Hotmod - HTML Output Modification
This post introduces the motivation behind the Hotmod project.
Preamble
Using ASP.NET to generate HTML, either with webforms or MVC, can leave the resulting output looking somewhat messy. The indentation is inconsistent and can be harder to debug when a viewing a page's source.
Also, when deploying your application in release mode, do you need pretty looking HTML? You could actually "minify" the HTML by removing all the insignificant whitespace between tags; Just like you can with CSS and JavaScript.
Inline HTML generation using server-side controls or helpers is great on an ad-hoc basis, but sometimes this gets very un-DRY. For example, say you want to enter application relative URLs in your HTML and have them expanded at runtime to their equivalent full paths. This is essential when your web application is going to run inside a virtual directory, not at the root.
In ASP.NET MVC you'll probably write something like:
<a href="<%: Url.Content("~/content/foo.html") %>">foo</a>
That works, but I think the intent could be clearer.
Why can't we just type:
<a href="~/content/foo.html">foo</a>
and establish a convention that all URLs in the HTML that start with a "~" need to be expanded into their absolute form?
What we need is a post-processor for HTML generated by ASP.NET.
Hotmod is exactly that.
Enter Hotmod
ASP.NET is very extensible, Hotmod contains an implementation of IHttpModule that hooks into the web request pipeline to provide some funky post-processing for your HTML output.

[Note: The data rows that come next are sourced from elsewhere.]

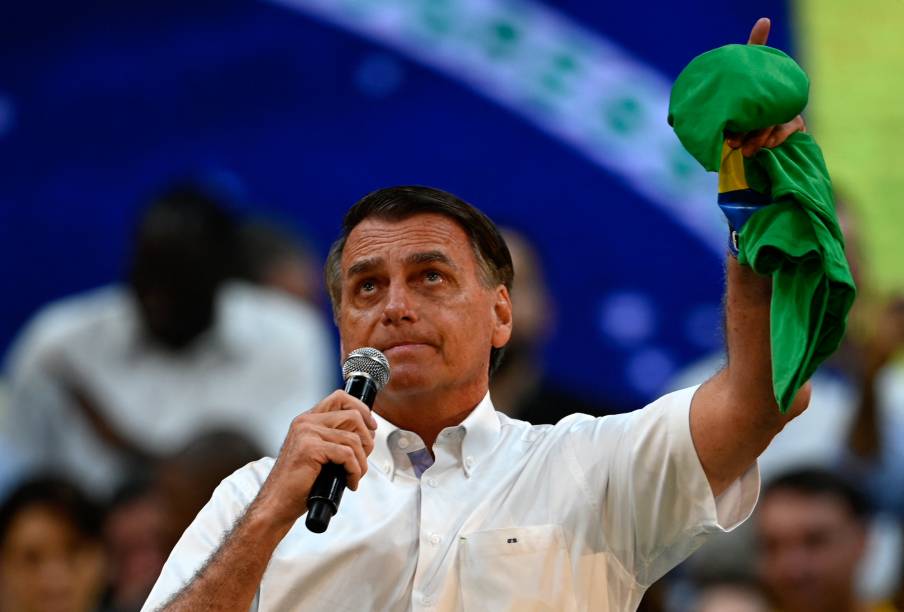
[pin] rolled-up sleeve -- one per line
(206, 533)
(643, 477)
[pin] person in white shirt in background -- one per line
(124, 374)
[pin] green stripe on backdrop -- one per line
(854, 54)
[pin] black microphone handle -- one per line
(326, 493)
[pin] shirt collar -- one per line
(479, 433)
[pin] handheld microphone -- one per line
(366, 371)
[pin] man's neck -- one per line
(427, 414)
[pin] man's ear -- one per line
(502, 309)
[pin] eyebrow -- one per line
(430, 257)
(364, 266)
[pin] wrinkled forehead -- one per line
(416, 239)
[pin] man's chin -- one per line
(407, 380)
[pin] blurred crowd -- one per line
(121, 409)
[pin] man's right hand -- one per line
(340, 429)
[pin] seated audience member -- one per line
(186, 479)
(811, 528)
(520, 386)
(134, 533)
(51, 551)
(274, 257)
(123, 374)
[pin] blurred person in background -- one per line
(51, 550)
(856, 417)
(272, 256)
(811, 528)
(520, 387)
(738, 594)
(123, 374)
(186, 479)
(134, 532)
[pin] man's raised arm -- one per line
(734, 415)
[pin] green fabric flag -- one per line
(796, 239)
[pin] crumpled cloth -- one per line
(796, 239)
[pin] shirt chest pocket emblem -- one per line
(519, 568)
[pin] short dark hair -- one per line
(183, 225)
(819, 482)
(403, 202)
(58, 495)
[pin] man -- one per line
(124, 374)
(812, 527)
(453, 505)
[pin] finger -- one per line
(754, 141)
(781, 134)
(349, 421)
(344, 456)
(759, 35)
(734, 139)
(345, 438)
(340, 400)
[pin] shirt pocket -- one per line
(519, 568)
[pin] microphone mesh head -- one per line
(369, 361)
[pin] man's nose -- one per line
(399, 305)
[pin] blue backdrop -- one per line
(293, 112)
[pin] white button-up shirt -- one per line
(511, 516)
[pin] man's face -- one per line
(811, 546)
(413, 289)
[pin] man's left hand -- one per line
(751, 142)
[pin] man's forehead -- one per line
(428, 235)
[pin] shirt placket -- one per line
(435, 524)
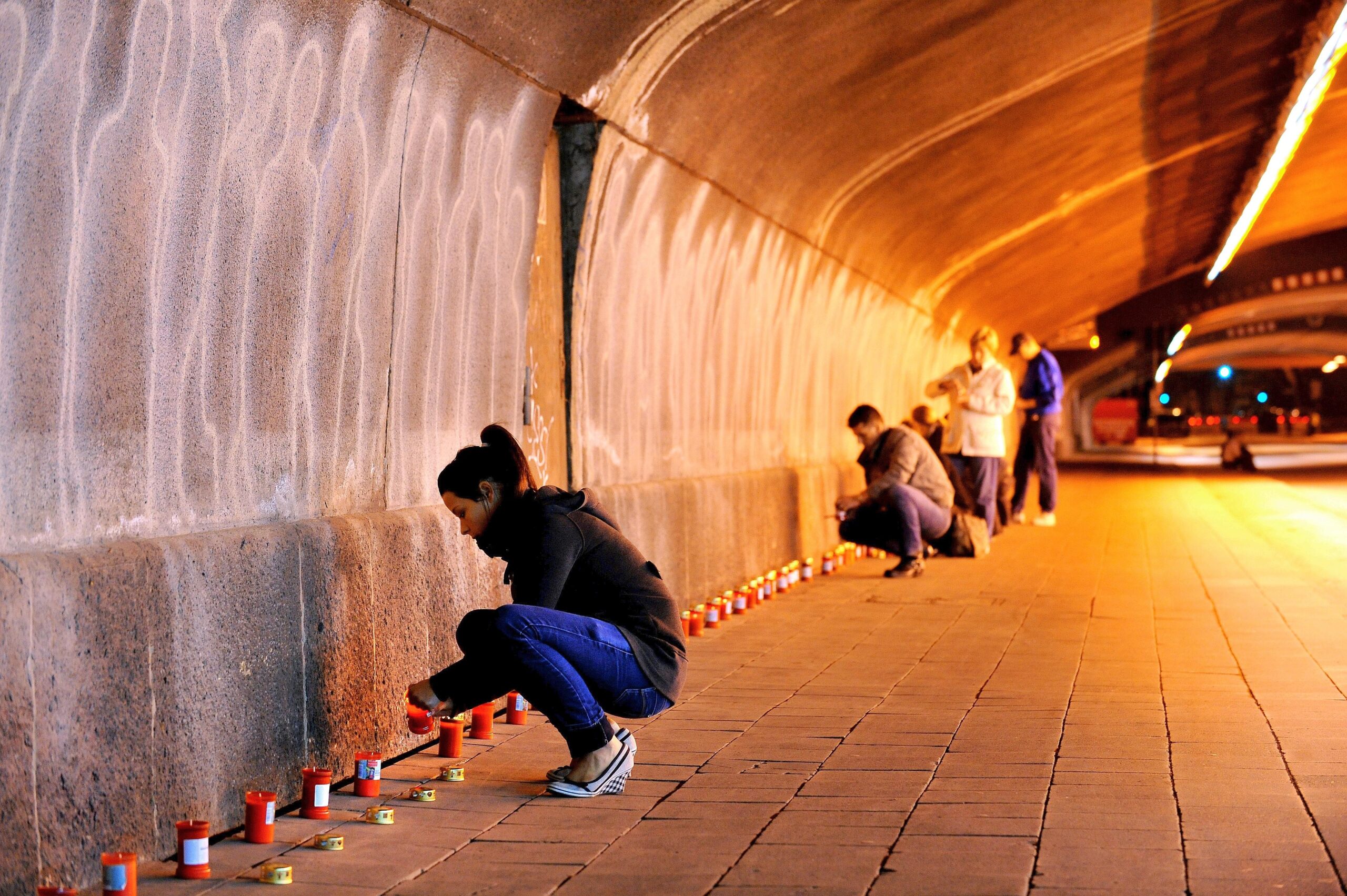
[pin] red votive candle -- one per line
(193, 849)
(482, 721)
(450, 738)
(317, 790)
(119, 875)
(516, 709)
(368, 771)
(259, 817)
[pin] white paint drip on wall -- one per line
(710, 341)
(198, 228)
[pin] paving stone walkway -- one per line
(1145, 700)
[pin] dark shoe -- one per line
(612, 781)
(561, 772)
(910, 568)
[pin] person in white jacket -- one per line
(981, 395)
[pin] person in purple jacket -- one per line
(1040, 399)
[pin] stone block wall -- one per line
(263, 268)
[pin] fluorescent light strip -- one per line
(1292, 133)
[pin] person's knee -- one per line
(512, 621)
(476, 630)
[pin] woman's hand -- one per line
(422, 694)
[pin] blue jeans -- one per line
(982, 475)
(900, 523)
(573, 669)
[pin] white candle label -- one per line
(115, 878)
(196, 852)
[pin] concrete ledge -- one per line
(157, 679)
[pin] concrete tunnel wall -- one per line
(263, 268)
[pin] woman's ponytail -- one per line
(499, 460)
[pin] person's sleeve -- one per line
(559, 548)
(903, 464)
(1001, 400)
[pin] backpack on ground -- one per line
(968, 537)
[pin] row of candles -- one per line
(119, 870)
(764, 588)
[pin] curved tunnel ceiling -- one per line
(1020, 162)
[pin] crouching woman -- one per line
(592, 630)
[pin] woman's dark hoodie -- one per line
(564, 551)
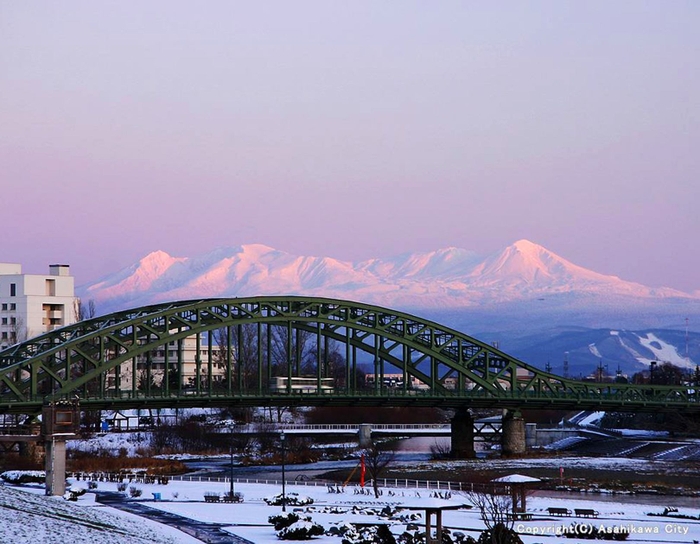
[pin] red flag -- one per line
(362, 470)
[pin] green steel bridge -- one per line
(292, 351)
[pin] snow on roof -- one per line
(516, 479)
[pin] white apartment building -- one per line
(182, 357)
(32, 304)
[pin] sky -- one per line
(351, 130)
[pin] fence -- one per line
(436, 485)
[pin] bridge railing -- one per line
(394, 483)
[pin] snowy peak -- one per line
(529, 263)
(445, 278)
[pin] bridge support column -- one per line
(364, 435)
(462, 435)
(55, 466)
(60, 421)
(513, 434)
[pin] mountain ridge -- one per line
(448, 278)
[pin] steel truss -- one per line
(244, 344)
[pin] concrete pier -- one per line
(462, 435)
(513, 441)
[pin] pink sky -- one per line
(351, 130)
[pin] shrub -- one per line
(377, 534)
(280, 521)
(301, 530)
(292, 499)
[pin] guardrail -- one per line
(401, 483)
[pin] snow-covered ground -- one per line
(29, 517)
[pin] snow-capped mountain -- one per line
(447, 278)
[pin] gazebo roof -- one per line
(516, 479)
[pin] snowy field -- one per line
(27, 516)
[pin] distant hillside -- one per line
(535, 304)
(446, 278)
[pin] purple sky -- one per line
(351, 130)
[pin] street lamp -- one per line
(284, 492)
(231, 453)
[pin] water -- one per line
(642, 498)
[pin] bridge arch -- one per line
(250, 351)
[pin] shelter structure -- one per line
(518, 490)
(433, 511)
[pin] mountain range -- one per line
(522, 297)
(446, 278)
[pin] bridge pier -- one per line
(55, 466)
(364, 435)
(513, 434)
(462, 435)
(60, 421)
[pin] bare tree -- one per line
(495, 504)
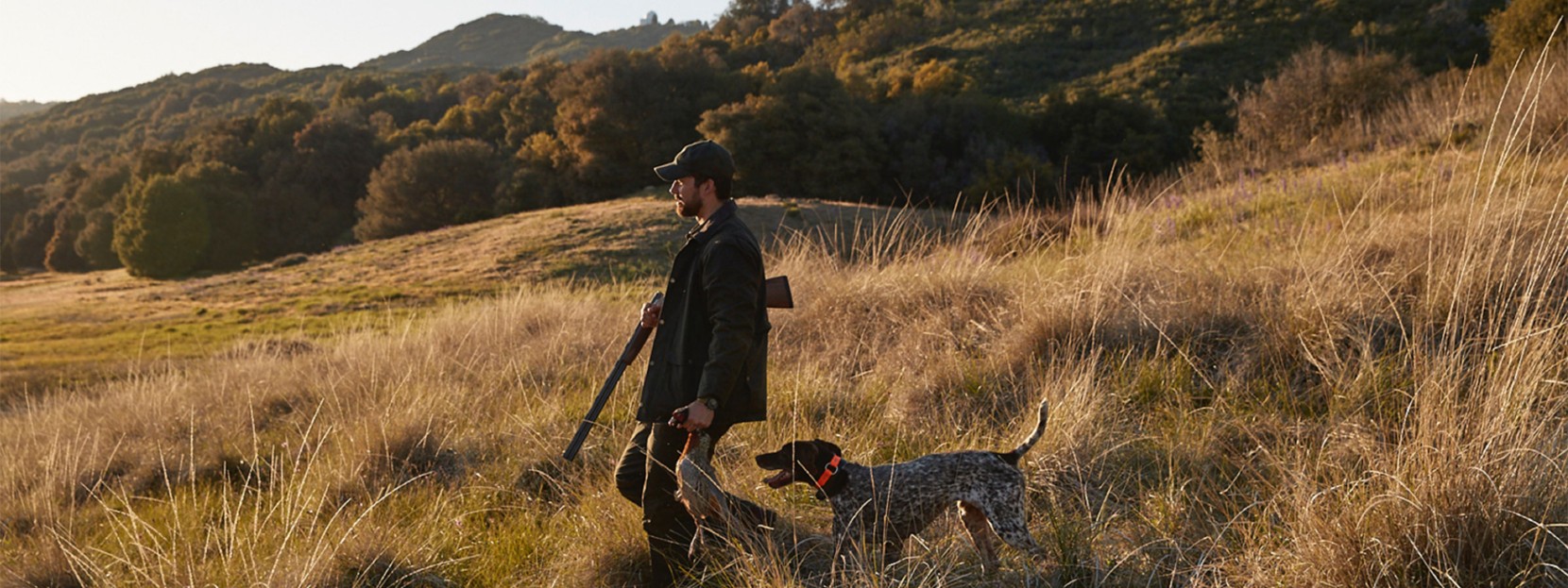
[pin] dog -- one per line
(883, 505)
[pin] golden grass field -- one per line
(1333, 369)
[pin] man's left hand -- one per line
(698, 416)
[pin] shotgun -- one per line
(776, 295)
(632, 346)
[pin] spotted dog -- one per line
(883, 505)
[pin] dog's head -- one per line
(798, 462)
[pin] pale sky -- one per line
(66, 49)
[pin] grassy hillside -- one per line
(60, 329)
(1316, 370)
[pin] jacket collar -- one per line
(701, 232)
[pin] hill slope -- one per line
(71, 328)
(501, 42)
(1346, 374)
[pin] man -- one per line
(709, 353)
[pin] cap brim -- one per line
(672, 171)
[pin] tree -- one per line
(1523, 28)
(308, 203)
(163, 231)
(429, 187)
(622, 113)
(803, 135)
(230, 199)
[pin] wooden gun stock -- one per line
(776, 295)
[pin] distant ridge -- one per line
(26, 107)
(501, 42)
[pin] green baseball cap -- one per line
(705, 157)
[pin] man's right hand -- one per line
(651, 314)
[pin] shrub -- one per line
(435, 185)
(1316, 92)
(1525, 28)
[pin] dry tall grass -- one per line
(1341, 375)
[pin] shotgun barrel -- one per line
(632, 348)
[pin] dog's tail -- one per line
(1040, 430)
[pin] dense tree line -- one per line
(841, 99)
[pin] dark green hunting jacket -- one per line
(712, 336)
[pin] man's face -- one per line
(689, 196)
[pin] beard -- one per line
(684, 209)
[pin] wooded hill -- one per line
(877, 101)
(503, 42)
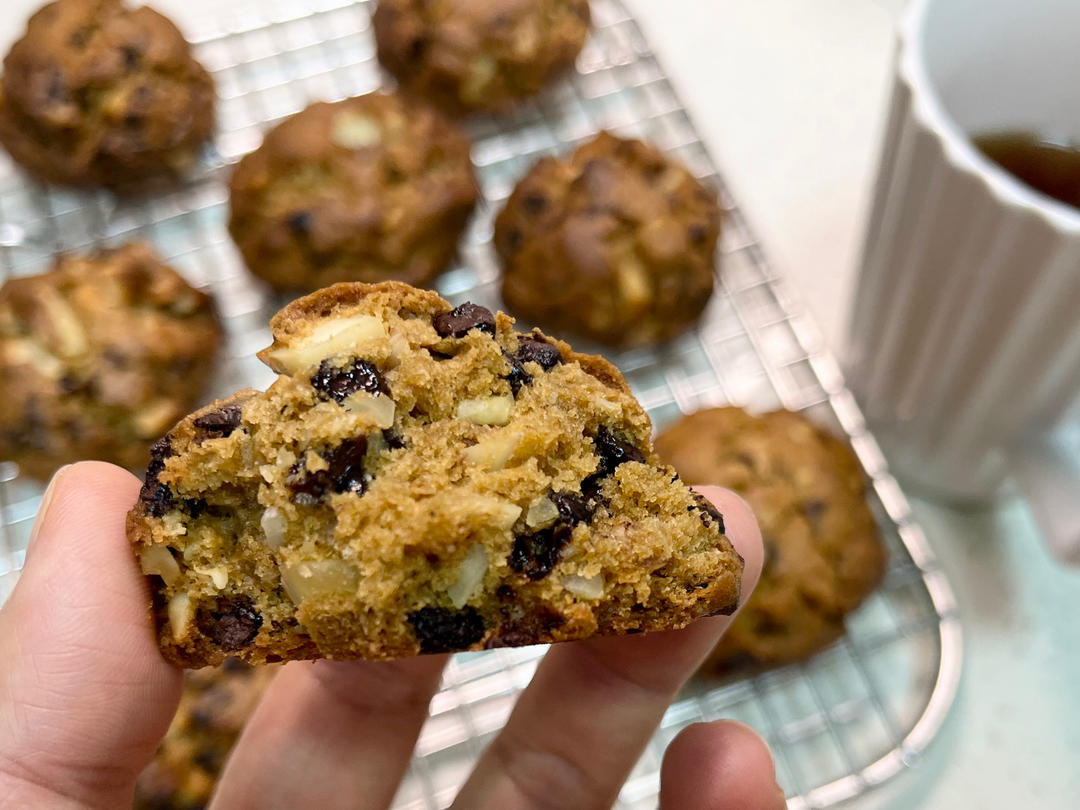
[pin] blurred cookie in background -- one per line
(823, 553)
(369, 189)
(98, 356)
(466, 55)
(99, 94)
(215, 705)
(615, 243)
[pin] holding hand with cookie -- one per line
(86, 696)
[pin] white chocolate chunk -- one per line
(179, 615)
(379, 407)
(319, 578)
(273, 527)
(470, 576)
(335, 336)
(218, 575)
(584, 588)
(158, 559)
(541, 514)
(495, 450)
(486, 410)
(355, 131)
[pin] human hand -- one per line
(85, 697)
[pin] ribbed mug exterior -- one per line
(964, 336)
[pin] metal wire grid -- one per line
(840, 724)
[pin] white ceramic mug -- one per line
(964, 339)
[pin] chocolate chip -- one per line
(532, 349)
(460, 320)
(210, 759)
(132, 56)
(813, 511)
(394, 441)
(345, 473)
(517, 376)
(157, 497)
(115, 356)
(442, 630)
(534, 628)
(572, 509)
(219, 423)
(232, 625)
(613, 450)
(504, 592)
(535, 349)
(709, 513)
(535, 555)
(56, 86)
(347, 466)
(69, 383)
(339, 382)
(534, 202)
(194, 507)
(79, 37)
(237, 666)
(299, 223)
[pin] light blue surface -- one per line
(1013, 737)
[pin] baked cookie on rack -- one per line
(466, 55)
(367, 189)
(99, 94)
(98, 356)
(823, 553)
(613, 243)
(215, 705)
(419, 478)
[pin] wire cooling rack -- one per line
(840, 724)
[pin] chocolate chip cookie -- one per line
(366, 189)
(823, 554)
(419, 478)
(98, 358)
(478, 54)
(613, 243)
(215, 705)
(99, 94)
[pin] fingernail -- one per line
(46, 501)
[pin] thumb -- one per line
(719, 766)
(84, 694)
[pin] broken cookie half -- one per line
(419, 478)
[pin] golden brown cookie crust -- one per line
(419, 478)
(466, 55)
(99, 94)
(823, 551)
(215, 705)
(613, 243)
(98, 356)
(365, 189)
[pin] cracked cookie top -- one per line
(420, 478)
(98, 358)
(97, 93)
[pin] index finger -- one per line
(84, 693)
(592, 705)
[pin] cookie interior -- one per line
(419, 480)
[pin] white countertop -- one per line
(790, 96)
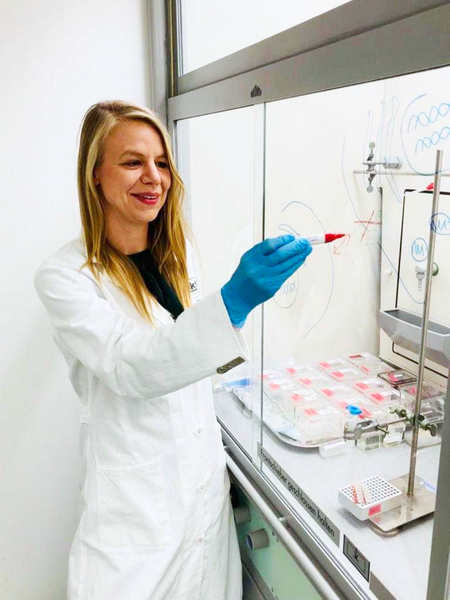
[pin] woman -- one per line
(156, 521)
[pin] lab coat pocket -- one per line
(132, 507)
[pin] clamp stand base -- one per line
(421, 504)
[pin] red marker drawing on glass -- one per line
(322, 238)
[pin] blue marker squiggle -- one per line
(433, 140)
(435, 112)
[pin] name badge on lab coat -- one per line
(195, 293)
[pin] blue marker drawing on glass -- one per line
(413, 126)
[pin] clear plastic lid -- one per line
(333, 363)
(363, 358)
(370, 384)
(345, 374)
(313, 381)
(336, 391)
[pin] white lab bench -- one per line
(400, 563)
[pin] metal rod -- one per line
(310, 570)
(426, 313)
(395, 173)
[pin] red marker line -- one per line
(322, 238)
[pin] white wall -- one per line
(56, 59)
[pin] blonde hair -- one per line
(166, 234)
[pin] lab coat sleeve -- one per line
(130, 361)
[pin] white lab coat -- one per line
(155, 515)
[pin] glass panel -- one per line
(216, 154)
(327, 366)
(223, 27)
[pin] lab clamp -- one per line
(393, 162)
(414, 498)
(368, 426)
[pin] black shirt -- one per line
(156, 283)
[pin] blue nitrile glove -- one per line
(261, 272)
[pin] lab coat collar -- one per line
(116, 296)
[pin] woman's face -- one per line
(134, 175)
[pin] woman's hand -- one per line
(261, 272)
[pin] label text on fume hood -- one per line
(323, 521)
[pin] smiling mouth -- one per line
(147, 198)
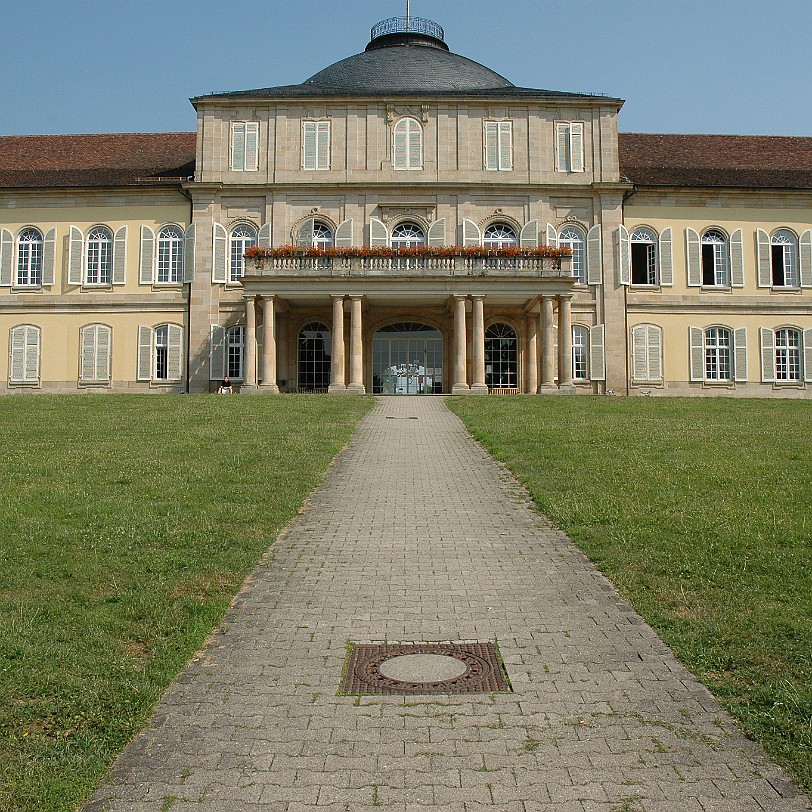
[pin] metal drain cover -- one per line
(424, 668)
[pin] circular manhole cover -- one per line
(422, 668)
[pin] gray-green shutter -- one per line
(767, 355)
(49, 257)
(594, 257)
(697, 354)
(436, 236)
(219, 265)
(764, 260)
(217, 353)
(144, 353)
(146, 272)
(736, 259)
(666, 258)
(343, 238)
(693, 256)
(740, 354)
(76, 242)
(174, 353)
(120, 256)
(6, 257)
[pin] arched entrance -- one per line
(407, 359)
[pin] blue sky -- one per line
(712, 66)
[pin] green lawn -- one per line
(127, 523)
(699, 512)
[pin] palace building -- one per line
(404, 212)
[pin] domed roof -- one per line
(402, 59)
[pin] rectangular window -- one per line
(498, 145)
(244, 146)
(315, 144)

Hotmod will capture the HTML generated by your web form pages and MVC views, parse the document into an XDocument and then apply any number of modifiers. The resulting HTML can be either "pretty printed" with nice indentation, or minified to remove all unnecessary whitespace.
Your HTML will need to be parseable as XML for this work. So I hope you are closing your tags correctly and using quotes around attribute values!
Hotmod defines a simple IModifier interface you can implement to add any application-wide modifications you want to make to the HTML. For example, you could add a generation timestamp footer in a comment.
The approach let's you be much more compositional than trying to nest multiple master pages.
Get Hotmod
Hotmod is an open source project. Get the code from Hotmod on Github.